Women Who Commit Filicide in The Context of Having a Severe Mental Illness: Current Reflections and Future Directions
Filicide, the offspring murder of a child, in the context of suffering from a severe mental illness (SMI), is a grave social issue that requires scientific and practical intervention efforts from a mental health perspective. The psychological prevention and rehabilitation interventions of women who are vulnerable to, or who had committed the act of filicide, is compromised within the South African context and abroad, based on the gaps in the current scientific knowledge base. Research investigations on the subject are limited to quantitative studies. Consequently, the literature lacks in-depth understandings regarding the women’s experiences, obtained directly from the population concerned. It is argued that qualitative research is thus needed, as information yielded by such studies would offer more comprehensive understandings and allow better identifiable opportunities for intervention purposes.
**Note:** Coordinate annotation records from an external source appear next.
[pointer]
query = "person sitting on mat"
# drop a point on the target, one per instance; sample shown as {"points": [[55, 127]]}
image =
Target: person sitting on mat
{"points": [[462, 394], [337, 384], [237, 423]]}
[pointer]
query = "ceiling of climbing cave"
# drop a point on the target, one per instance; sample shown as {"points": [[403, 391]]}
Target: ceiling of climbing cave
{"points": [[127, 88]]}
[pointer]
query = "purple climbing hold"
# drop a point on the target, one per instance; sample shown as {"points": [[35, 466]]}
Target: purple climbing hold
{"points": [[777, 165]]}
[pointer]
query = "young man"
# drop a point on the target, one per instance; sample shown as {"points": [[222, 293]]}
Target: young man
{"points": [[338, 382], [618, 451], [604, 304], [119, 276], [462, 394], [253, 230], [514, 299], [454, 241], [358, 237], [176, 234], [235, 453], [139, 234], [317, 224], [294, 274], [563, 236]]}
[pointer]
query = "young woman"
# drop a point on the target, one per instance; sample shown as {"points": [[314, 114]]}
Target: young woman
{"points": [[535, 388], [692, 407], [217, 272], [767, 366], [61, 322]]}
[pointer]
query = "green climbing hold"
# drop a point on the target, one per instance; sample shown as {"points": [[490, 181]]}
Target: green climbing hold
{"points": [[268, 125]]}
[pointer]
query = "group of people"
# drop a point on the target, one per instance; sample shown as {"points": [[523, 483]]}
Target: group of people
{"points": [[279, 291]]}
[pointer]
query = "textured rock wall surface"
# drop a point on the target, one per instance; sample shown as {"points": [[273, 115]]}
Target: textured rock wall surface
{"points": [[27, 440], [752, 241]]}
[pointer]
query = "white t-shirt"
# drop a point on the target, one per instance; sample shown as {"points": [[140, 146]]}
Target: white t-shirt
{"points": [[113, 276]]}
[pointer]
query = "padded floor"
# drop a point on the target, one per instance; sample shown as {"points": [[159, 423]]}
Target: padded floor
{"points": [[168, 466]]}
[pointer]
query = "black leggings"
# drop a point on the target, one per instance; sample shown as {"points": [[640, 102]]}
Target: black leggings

This article has a twofold purpose. Firstly, it provides the authors’ reflections on their clinical impressions of working with women who had committed the act within the context of suffering from a SMI in a female forensic ward at a psychiatric hospital in Johannesburg, South Africa. The clinical presentation, childhood histories, living circumstances, emotional functioning and coping, interpersonal functioning as well as self-perception is reflected upon and compared with international research. Secondly, the author’s reflections point to the need for qualitative studies and further recommend the appropriateness of an attachment frame to such undertakings. Ultimately, it is hoped that the recommendations made herein for future research would inform the establishment of appropriate prevention and rehabilitative interventions on the subject concerned.